The sci-fi love story takes place in a near-future setting.
“It’s based on this world where memories are a commodity,” Konstantopoulos said. “This husband and wife fall on rough times and [the husband] goes into this gift shop with all these memories to try and find the perfect one to help his wife. Basically in this shop not everything is as it seems.”
Konstantopoulos said the screenplay is built on an idea she’s been working with for years.
“It was originally based off a one-act play that I wrote while working on my MFA at UC Riverside,” she said. “I’ve always liked sci-fi stories and how memory shapes identity. I wanted to explore the relationship between those two themes within a sci-fi setting.”
After premiering at UC Riverside, the play went on to be performed at Barnyard Theatre in Davis, California.
“Years later I wanted to make a short film and I really liked this idea, so I adapted it for the screen,” Konstantopoulos said.
The screenplay ended up winning the $5,000 One Potato Award at the 2016 Sun Valley Film Festival.
Deborah Correa joined the project last fall, when Konstantopoulos approached her about co-directing.

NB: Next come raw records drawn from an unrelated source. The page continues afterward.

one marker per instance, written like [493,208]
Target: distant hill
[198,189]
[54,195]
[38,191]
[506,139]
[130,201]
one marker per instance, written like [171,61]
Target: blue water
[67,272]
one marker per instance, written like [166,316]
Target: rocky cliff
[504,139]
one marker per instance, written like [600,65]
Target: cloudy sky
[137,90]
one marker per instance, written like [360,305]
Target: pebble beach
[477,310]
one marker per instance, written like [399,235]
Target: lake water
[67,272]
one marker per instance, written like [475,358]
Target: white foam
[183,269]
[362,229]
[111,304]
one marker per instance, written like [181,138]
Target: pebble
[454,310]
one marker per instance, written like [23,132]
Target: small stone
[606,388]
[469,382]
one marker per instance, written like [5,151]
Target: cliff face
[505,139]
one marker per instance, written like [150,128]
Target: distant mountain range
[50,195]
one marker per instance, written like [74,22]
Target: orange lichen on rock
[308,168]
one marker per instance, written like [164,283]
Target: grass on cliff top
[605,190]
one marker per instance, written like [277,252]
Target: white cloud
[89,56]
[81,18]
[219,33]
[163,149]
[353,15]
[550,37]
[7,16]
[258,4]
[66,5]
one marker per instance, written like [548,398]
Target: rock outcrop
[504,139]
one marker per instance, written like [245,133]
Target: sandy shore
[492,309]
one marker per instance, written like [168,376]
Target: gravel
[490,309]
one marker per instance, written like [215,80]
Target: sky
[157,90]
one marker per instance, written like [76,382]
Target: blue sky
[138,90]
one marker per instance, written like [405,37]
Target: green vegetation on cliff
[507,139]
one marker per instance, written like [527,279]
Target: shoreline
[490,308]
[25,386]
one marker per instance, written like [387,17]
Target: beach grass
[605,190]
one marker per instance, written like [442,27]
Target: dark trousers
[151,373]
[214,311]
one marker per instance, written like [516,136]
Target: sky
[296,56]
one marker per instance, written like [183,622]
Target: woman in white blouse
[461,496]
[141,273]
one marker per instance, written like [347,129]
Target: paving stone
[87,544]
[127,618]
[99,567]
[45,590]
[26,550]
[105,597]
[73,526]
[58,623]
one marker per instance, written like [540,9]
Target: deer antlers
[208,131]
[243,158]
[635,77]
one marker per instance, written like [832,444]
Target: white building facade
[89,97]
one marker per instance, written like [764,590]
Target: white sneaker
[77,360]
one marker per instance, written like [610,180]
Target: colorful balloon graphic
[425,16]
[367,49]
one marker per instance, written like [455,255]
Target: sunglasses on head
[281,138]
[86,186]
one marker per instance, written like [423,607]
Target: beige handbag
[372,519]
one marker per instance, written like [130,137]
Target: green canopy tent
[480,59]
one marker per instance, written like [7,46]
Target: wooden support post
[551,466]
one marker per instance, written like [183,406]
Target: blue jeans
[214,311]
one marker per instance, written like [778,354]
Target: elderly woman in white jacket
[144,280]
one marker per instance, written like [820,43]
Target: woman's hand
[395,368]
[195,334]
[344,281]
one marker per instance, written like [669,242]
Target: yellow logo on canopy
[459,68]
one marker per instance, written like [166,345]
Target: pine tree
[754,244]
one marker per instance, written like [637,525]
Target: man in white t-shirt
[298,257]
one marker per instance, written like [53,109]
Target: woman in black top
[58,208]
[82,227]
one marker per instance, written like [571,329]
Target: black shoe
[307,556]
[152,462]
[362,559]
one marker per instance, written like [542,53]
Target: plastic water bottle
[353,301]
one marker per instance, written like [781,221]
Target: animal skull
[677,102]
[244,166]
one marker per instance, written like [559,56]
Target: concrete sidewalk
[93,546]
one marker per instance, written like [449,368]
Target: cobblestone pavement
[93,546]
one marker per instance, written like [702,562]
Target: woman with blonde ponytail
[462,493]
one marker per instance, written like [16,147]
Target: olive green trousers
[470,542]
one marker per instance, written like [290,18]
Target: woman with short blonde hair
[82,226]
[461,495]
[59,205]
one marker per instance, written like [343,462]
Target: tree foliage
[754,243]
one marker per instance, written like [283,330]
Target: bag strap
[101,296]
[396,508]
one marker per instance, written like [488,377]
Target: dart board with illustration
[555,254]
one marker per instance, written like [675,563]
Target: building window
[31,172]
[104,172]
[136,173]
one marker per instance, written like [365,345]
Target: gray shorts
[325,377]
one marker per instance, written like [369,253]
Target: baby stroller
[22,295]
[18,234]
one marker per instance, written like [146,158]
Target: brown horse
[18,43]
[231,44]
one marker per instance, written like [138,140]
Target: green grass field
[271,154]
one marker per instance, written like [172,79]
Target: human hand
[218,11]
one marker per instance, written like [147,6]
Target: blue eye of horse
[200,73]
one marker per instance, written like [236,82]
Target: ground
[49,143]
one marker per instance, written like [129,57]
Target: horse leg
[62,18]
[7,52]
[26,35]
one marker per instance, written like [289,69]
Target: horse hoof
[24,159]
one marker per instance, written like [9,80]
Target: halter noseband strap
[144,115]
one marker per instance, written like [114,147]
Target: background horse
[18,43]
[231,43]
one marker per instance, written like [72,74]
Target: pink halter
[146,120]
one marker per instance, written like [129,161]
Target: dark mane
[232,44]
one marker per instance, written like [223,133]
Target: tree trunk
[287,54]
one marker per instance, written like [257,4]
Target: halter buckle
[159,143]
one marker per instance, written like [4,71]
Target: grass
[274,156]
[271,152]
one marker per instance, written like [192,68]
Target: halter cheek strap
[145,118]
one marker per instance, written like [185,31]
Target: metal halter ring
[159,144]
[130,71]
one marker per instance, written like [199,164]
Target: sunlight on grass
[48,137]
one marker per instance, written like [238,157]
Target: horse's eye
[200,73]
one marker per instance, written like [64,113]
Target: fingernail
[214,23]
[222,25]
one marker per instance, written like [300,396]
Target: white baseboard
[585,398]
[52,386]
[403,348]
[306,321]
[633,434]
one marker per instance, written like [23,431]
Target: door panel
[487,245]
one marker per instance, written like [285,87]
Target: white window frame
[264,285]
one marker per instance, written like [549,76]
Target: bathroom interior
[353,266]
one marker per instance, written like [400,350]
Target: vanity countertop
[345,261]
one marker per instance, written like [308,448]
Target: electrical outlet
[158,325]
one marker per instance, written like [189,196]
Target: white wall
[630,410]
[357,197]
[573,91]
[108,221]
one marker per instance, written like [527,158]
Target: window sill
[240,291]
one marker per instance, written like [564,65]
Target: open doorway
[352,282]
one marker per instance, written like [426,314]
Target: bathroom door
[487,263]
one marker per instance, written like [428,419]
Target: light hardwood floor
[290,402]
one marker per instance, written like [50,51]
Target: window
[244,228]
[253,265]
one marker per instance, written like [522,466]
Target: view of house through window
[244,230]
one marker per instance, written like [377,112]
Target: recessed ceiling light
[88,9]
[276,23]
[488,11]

“I had just wrapped another short film, “Ruins of Rome,” that’s still in post, and Eva had seen a rough cut of it,” Correa said. “She asked me to come on board with directing since it was kind of the same genre and she liked the style and aesthetic with which I directed. I think she envisioned some of that for ‘Re/Collection.’”
This isn’t the first time the pair’s paths have crossed. Konstantopoulos and Correa met at the Kasteel Well program in the Netherlands while they were both students at Emerson in the early 2000s. The directors are also bringing on another Emerson graduate, cinematographer Evan Jake Cohen.
“I actually met him in my Film 101 class on my very first day,” Correa said.
Emerson has played a large role in the careers of both women. Part of Correa’s last short film, “Ruins of Rome,” was filmed on Emerson’s Los Angeles campus.
“I’ve stayed in touch and worked with Emerson people more than not,” Correa said. “The school has always been pretty supportive of my endeavors.”
Konstantopoulos, who participated in Emerson’s LA program, shared Correa’s sentiments.
“Even now, people I connected with there are supporting my projects and I’m supporting theirs,” Konstantopoulos said. “It’s just a really good community and support network.”
“Re/Collection” is being worked on by a mostly female crew, a conscious decision from both Correa and Konstantopoulos.
“It was just something we wanted to do,” said Konstantopoulos. “We wanted to support women in filmmaking.”
“A lot of sets are dominated by this boy’s club mentality and I’ve always been a huge proponent of women directors and I think women tend to be in more producorial roles.” Correa said.
Aside from the $5000 grant awarded by the Sun Valley Film Festival, “Re/Collection” is entirely financed through Kickstarter. As of this week, Correa and Konstantopoulos reached their goal of $20,000. The directors have been working with a producer in Los Angeles and one in Idaho.
“We started the production process before we finalized funding,” Correa said. “Casting, location scouting, production design, mood boards, all that has been happening. Now that we have the funds, we can lock in location, crew rates, things like that.”
“The film community in Idaho has been so great and supportive in helping us. You can really tell that they want to help foster creativity.” Konstantopoulos said.
For the most part, the duo said, the process has been going smoothly.
“There are always some unexpected things that come up,” Konstantopoulos said. “But nothing too crazy.”
“Really the only challenging thing has been handling pre-production in LA when everything is being shot in Idaho,” Correa said. “PR has also been difficult but Eva and the rest of our team have done such an amazing job at doing all the outreach for our Kickstarter.”
Both directors are most excited about their collaboration efforts coming through.
“The fact that Eva and I are working together so closely, it really shows through,” said Correa.